Chicago millionaire Michael Butler financed the rest of the project just as he had done for the musical Hair. Butler had money to burn and fancied himself an ally of the counterculture, having also financed the original Broadway production of Lenny, based on the life of Lenny Bruce. He also managed to score himself bit parts in the cult classics Electra Glide in Blue (1973) and Harry and Tonto (1974). Butler was willing to "turn on, tune in, and drop out" as long as his wealth was not affected. He had previously worked for President Kennedy as an advisor on "Indian and Middle East Affairs." The Butler family garnered most of their wealth in real estate and the pulp and paper industry. Butler inherited his family's money and holdings that had been a staple of the Illinois power elite for over one hundred and fifty years. Butler identified the hippy culture as a market that could be tapped; a scene where a great deal of money could be made. Despite much of the hippy aversion to such concepts, there is no denying he was right. Butler grew his hair long, started wearing beads, and adopted much of the new slang, but he was older than most in the hippy scene, held on to his private jet, continued to play polo at his local club, and held strong connections with government. Today he remains a wealthy investor, recently putting up the cash for Dracula: Opera Erotica. He is a major financial contributor to the Democrats.
The liner notes on the back cover of the YAWYE soundtrack album consist of a sprawling nonsense diatribe in fine print that not even the most patient reader can complete. "The conventional label 'movie' does not prepare you for 'YAWYE.' If what you see on film is one reality, what you hear on the sound track is another. If the two simultaneous realities contradict each other, they also free us from the slavery of our cultural cliches of experience. What emerges is a new reality, a crystalization in counterpoint, an anti-documentary that is all the more accurate. Like non-objective painting and the music of Cage or Bartok, 'YAWYE' utilizes the medium to turn you on and turn you off, and take you on a trip of changes. There is no literal plot. Whether
the trip is "groovy" depends upon your taste in roller coasters. You come off the trip suddenly realizing that when you have two realities, you have no lies." This goes on for another forty odd paragraphs or so.

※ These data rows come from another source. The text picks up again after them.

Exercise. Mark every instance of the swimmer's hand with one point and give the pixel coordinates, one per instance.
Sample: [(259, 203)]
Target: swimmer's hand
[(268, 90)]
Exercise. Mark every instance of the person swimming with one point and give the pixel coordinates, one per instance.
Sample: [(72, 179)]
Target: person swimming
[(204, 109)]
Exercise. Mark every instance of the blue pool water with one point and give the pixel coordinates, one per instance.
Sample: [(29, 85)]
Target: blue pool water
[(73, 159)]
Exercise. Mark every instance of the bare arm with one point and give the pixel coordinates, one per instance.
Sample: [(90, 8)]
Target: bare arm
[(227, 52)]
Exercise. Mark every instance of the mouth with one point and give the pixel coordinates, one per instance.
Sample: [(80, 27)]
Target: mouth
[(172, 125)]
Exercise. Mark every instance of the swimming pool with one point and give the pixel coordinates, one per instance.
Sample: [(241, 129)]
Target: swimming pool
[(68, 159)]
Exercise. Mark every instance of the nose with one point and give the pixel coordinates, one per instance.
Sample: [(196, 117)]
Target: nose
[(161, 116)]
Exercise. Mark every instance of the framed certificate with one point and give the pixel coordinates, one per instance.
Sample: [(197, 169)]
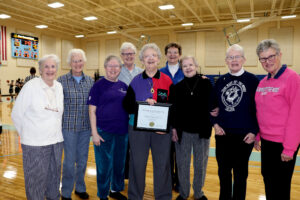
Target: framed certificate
[(152, 118)]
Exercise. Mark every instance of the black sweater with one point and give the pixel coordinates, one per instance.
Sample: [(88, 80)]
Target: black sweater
[(234, 95), (191, 106)]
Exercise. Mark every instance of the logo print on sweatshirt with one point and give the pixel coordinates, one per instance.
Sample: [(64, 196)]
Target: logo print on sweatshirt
[(232, 95)]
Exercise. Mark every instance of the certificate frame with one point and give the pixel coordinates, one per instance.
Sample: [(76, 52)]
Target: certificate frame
[(152, 117)]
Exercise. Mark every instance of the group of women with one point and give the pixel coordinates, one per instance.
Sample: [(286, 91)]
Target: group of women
[(242, 110)]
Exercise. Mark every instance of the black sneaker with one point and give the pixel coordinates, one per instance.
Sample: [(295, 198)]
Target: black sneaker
[(202, 198), (179, 197), (82, 195), (117, 195)]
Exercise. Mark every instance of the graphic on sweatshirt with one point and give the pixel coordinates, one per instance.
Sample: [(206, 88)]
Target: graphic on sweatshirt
[(232, 94)]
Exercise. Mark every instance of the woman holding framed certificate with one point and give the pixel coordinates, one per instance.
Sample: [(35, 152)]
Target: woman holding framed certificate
[(153, 87)]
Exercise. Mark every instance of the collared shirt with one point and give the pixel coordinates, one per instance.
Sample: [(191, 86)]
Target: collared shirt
[(126, 76), (37, 120), (176, 78), (28, 78), (76, 111)]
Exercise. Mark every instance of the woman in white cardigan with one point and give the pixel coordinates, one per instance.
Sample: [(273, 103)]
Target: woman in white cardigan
[(37, 116)]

Contradictions abound in regards to who and what are contained in the film. This stems from very few remaining prints in their original condition having survived. Many have claimed that neither Frank Zappa nor Harper's Bizarre are even in the film and that it is but mere urban legend. Others can describe these scenes with precise detail. The film's "official" VHS release of the mid-nineties disapeared into obscurity almost immediately. That release, however, was still missing several minutes. The soundtrack LP also omits the sounds of several performances that appeared in the picture. All of these factors have contributed to speculation about the actual content of the movie. The only known complete print of YAWYE has been doing the tour of the cinematheque circuit for the past couple of years. Columbia's soundtrack LP was re-issued on CD in 1997, but only in Japan (naturally). The album remains generally elusive in North America.